In this tutorial, we will perform hyperparameter search using GridSearch
and
distribution analysis with CombinatorialPurgedCV
.
Data#
We load the S&P 500 dataset composed of the daily prices of 20 assets from the S&P 500 Index composition starting from 2015-01-02 up to 2022-12-28:
from plotly.io import show
from sklearn.model_selection import GridSearchCV, train_test_split
from skfolio import Population, RatioMeasure, RiskMeasure
from skfolio.cluster import HierarchicalClustering, LinkageMethod
from skfolio.datasets import load_sp500_dataset
from skfolio.distance import KendallDistance, PearsonDistance
from skfolio.model_selection import (
CombinatorialPurgedCV,
WalkForward,
cross_val_predict,
optimal_folds_number,
)
from skfolio.optimization import (
EqualWeighted,
MeanRisk,
NestedClustersOptimization,
RiskBudgeting,
)
from skfolio.preprocessing import prices_to_returns
prices = load_sp500_dataset()
prices = prices["2015":]
X = prices_to_returns(prices)
X_train, X_test = train_test_split(X, test_size=0.5, shuffle=False)
Model#
We create two models: the NCO and the equal-weighted benchmark:
benchmark = EqualWeighted()
model_nco = NestedClustersOptimization(
inner_estimator=MeanRisk(), clustering_estimator=HierarchicalClustering()
)
Parameter Tuning#
We find the model parameters that maximizes the out-of-sample Sharpe ratio using
GridSearchCV
with WalkForward
cross-validation on the training set.
The WalkForward
are chosen to simulate a three months (60 business days) rolling
portfolio fitted on the previous year (252 business days):
cv = WalkForward(train_size=252, test_size=60)
grid_search_hrp = GridSearchCV(
estimator=model_nco,
cv=cv,
n_jobs=-1,
param_grid={
"inner_estimator__risk_measure": [RiskMeasure.VARIANCE, RiskMeasure.CVAR],
"outer_estimator": [
EqualWeighted(),
RiskBudgeting(risk_measure=RiskMeasure.CVAR),
],
"clustering_estimator__linkage_method": [
LinkageMethod.SINGLE,
LinkageMethod.WARD,
],
"distance_estimator": [PearsonDistance(), KendallDistance()],
},
)
grid_search_hrp.fit(X_train)
model_nco = grid_search_hrp.best_estimator_
print(model_nco)
NestedClustersOptimization(clustering_estimator=HierarchicalClustering(),
distance_estimator=PearsonDistance(),
inner_estimator=MeanRisk(risk_measure=CVaR),
outer_estimator=EqualWeighted())
Prediction#
We evaluate the two models using the same WalkForward
object on the test set:
pred_bench = cross_val_predict(
benchmark,
X_test,
cv=cv,
portfolio_params=dict(name="Benchmark"),
)
pred_nco = cross_val_predict(
model_nco,
X_test,
cv=cv,
n_jobs=-1,
portfolio_params=dict(name="NCO"),
)
Each predicted object is a MultiPeriodPortfolio
.
For improved analysis, we can add them to a Population
:
population = Population([pred_bench, pred_nco])
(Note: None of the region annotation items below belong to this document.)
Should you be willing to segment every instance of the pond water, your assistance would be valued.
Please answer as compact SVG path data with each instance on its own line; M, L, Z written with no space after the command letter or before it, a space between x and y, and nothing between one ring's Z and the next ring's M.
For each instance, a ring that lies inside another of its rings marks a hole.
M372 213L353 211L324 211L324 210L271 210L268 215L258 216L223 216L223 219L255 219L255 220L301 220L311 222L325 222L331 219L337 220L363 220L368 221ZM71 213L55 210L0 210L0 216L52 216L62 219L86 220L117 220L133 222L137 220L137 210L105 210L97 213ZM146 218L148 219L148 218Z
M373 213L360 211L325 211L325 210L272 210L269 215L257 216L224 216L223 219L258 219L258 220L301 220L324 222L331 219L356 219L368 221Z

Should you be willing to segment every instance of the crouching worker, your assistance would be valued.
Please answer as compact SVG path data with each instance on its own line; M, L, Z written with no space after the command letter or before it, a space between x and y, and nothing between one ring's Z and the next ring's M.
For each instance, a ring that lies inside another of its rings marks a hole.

Let’s plot the rolling portfolios compositions:
population.plot_composition(display_sub_ptf_name=False)
Let’s plot the rolling portfolios cumulative returns on the test set:
fig = population.plot_cumulative_returns()
show(fig)
Analysis#
The NCO outperforms the Benchmark on the test set for the below measures: maximization:
for ptf in population:
print("=" * 25)
print(" " * 8 + ptf.name)
print("=" * 25)
print(f"Ann. Sharpe ratio : {ptf.annualized_sharpe_ratio:0.2f}")
print(f"CVaR ratio : {ptf.cvar_ratio:0.4f}")
print("\n")
=========================
Benchmark
=========================
Ann. Sharpe ratio : 0.88
CVaR ratio : 0.0235
=========================
NCO
=========================
Ann. Sharpe ratio : 1.30
CVaR ratio : 0.0376
Combinatorial Purged Cross-Validation#
Only using one testing path (the historical path) may not be enough for comparing both
models. For a more robust analysis, we can use
CombinatorialPurgedCV
to create multiple testing
paths from different training folds combinations.
We choose n_folds
and n_test_folds
to obtain around 30 test paths and an average
training size of 252 days:
n_folds, n_test_folds = optimal_folds_number(
n_observations=X_test.shape[0],
target_n_test_paths=30,
target_train_size=252,
)
cv = CombinatorialPurgedCV(n_folds=n_folds, n_test_folds=n_test_folds)
cv.summary(X_test)
Number of Observations 1006
Total Number of Folds 9
Number of Test Folds 7
Purge Size 0
Embargo Size 0
Average Training Size 223
Number of Test Paths 28
Number of Training Combinations 36
dtype: int64
pred_nco = cross_val_predict(
model_nco,
X_test,
cv=cv,
n_jobs=-1,
portfolio_params=dict(tag="NCO"),
)
The predicted object is a Population
of MultiPeriodPortfolio
. Each
MultiPeriodPortfolio
represents one testing path of a rolling portfolio.
Distribution#
We plot the out-of-sample distribution of Sharpe Ratio for the NCO model:
pred_nco.plot_distribution(measure_list=[RatioMeasure.ANNUALIZED_SHARPE_RATIO])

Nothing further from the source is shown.